Contrairement au PPG7 qui a permis certaines avancées notables, les chiffres récents témoignent de l’incapacité du Programme REDD à lutter efficacement contre la déforestation. Depuis 2013, après huit années de diminution, le taux de déforestation est reparti à la hausse sur le territoire brésilien.
Dans ce contexte, la non ratification par le Brésil de l’accord contre la déforestation, signé par 32 pays à l’ONU en 2014, est alarmante et montre la nécessité de dialoguer avec ce pays, qui abrite la plus grande superficie de forêt tropicale au monde.
Les différentes négociations internationales sur le climat, qui avaient pour objectif la stabilisation des gaz à effet de serre, ont jusqu’alors échoué. Selon les observateurs scientifiques et les ONG, l’accord établi lors de la COP21 à Paris, même mis en application par les plus grands pays émetteurs de CO2 au monde (États-Unis, Chine, Inde, Union Européenne), reste insuffisant.

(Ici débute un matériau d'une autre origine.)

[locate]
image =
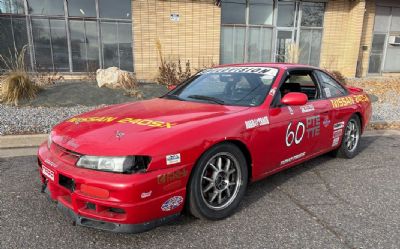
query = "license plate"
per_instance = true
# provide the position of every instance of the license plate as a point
(48, 172)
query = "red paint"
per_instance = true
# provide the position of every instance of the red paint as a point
(161, 127)
(295, 99)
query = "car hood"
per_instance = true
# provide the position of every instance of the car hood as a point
(121, 129)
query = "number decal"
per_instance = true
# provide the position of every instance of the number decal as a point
(291, 136)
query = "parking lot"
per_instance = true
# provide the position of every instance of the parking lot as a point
(324, 203)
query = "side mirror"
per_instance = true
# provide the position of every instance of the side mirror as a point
(294, 98)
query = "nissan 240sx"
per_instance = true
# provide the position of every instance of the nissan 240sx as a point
(133, 166)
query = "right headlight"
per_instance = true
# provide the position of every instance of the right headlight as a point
(128, 164)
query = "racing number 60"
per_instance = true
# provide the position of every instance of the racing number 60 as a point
(292, 136)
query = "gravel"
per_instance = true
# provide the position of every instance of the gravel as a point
(34, 120)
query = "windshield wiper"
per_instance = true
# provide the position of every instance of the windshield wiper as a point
(173, 96)
(202, 97)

Les projections actuelles parlent en effet d’un réchauffement entre 2,5 et 3 °C, alors que l’objectif de l’accord est de limiter celui-ci à 2 °C.
En juin 2014, des partenaires internationaux de l’Instituto Raoni, sous l’égide de l’ONG Planète Amazone, ont organisé pour les Caciques Raoni et Megaron des rencontres au plus haut niveau en Europe afin qu’ils puissent exposer aux décideurs européens le projet de créer une Alliance inédite de Chefs autochtones traditionnels et de défenseurs de l’environnement à l’horizon de la COP21.

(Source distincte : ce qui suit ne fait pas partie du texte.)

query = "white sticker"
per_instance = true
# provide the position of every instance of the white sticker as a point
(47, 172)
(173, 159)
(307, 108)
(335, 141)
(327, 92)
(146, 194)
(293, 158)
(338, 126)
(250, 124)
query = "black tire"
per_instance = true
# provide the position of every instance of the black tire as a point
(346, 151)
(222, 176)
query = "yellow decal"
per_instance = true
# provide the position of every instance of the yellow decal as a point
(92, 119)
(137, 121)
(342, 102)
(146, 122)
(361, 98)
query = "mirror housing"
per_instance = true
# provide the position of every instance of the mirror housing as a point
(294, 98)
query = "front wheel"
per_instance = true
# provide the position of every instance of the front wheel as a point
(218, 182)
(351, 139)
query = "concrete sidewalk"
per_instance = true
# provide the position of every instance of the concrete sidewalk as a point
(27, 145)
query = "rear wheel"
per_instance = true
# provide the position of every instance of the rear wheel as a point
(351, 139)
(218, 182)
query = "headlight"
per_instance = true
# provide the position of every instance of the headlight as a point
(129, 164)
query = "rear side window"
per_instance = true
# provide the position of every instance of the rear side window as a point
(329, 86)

Les deux leaders indigènes du peuple Kayapo ont à cette occasion été salués dans l’hémicycle de l’Assemblée nationale française par le président Claude Bartolone, honneur réservé aux chefs d’État.
De nombreuses personnalités telles que SAS le Prince de Monaco, SAS le Prince de Galles, SAS le Roi de Norvège ou encore l’ancien Premier ministre Michel Rocard ont également accepté d’ouvrir un dialogue dans le cadre de cette campagne sobrement intitulée «S.O.S. Amazônia Tour».
Ces rencontres leur ont permis de poser les fondements d’un plan d’action pour la protection de la planète, la défense de la forêt, de leurs terres et de leurs cultures ancestrales, qui permettra également d’amorcer des projets d’envergure internationale favorisant les alternatives soutenables de développement.